Figure 3. Synchronization procedure promoted MET and reprogramming.

(A) and (B): Microscope images of HDF and ASC on day 6 after reprogramming factors infection. Higher magnification images of the boxed regions in (A) and (B) are shown in right. Scale Bars = 200 µm (left), 100 µm (right). (C): Quantitative RT-PCR revealed the up-regulation of epithelial markers in infected HDF. **P<0.05 vs 22 h release (n = 3). (D): The expression of mesenchymal associated genes was suppressed. *P<0.01 vs FBS control, **P<0.05 vs 22 h release (n = 3). (E) and (F): Synchronization increased TRA-1–60 and Nanog positive clones both in HDF and ASC. Counting was based on TRA-1–60 or Nanog plus DAPI staining; the data was collected from 3 independent experiments.

Figure 4. Exhibition of hESCs related characters in hiPSCs.

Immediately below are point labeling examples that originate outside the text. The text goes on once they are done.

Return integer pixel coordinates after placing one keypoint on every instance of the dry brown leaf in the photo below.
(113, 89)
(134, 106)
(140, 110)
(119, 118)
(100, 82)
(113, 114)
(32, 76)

(A): Quantitative PCR assay revealed the relative expression of endogenous Oct4, Sox2 in iPSC lines and ESCs. The data are shown as relative averages ± SEM calculated from triplicate samples. (B): Expression of endogenous Nanog and Rex1 in HDF and ASC derived iPS cell lines. The parental cells of origin and hESCs were used as controls. (C): Quantitative PCR for relative expression of FGF4 and Lin28 in hiPS cell lines. (D): Results from quantitative PCR indicated that exogenous Oct4 and Sox2 transgenes were silenced in hiPSCs. Original cells and cultures on day 5 after retroviral infection were used as controls. (E) and (F): Reprogrammed hiPSCs exhibited hESC morphology and expressed AP (alkaline phosphatase). Scale bar = 200 µm. Immunofluorescence analysis demonstrated that HDF-hiPSCs (E) and ASC-iPSCs (F) expressd TRA-1–81, TRA-1–60, Nanog, and E-Cadeherin. DAPI was used to mark nuclei. Scale Bars = 50 µm. (G): Bisulfite genomic sequencing analysis of Oct4 and Nanog promoters in HDF, ASC, iPSCs, and hESCs.

Figure 5. Differentiation of iPSCs in vitro and in vivo.

(A): EBs were generated from HDF or ASC derived iPSCs by suspension culture, and auto-differentiation appeared after withdrawing bFGF (right). Scale Bars = 100 µm. (B): Quantitative PCR for specific differentiation markers of the three germ layers. Differentiated iPSCs express Pax6 (ectodermal), GATA6 (mesodermal), and Sox17 (endodermal). (C): Immunostaining for the indicated markers of three germ layers after EB differentiation. Scale Bars = 50 µm. (D): H&E staining showed that the teratomas induced by iPSCs contained tissues of three germ layers. HDF and ASC derived iPSCs differentiation into various tissues including epithelium (endoderm), cartilage (mesoderm), muscles (mesoderm) and neural rosettes (ectoderm). Scale Bars = 50 µm.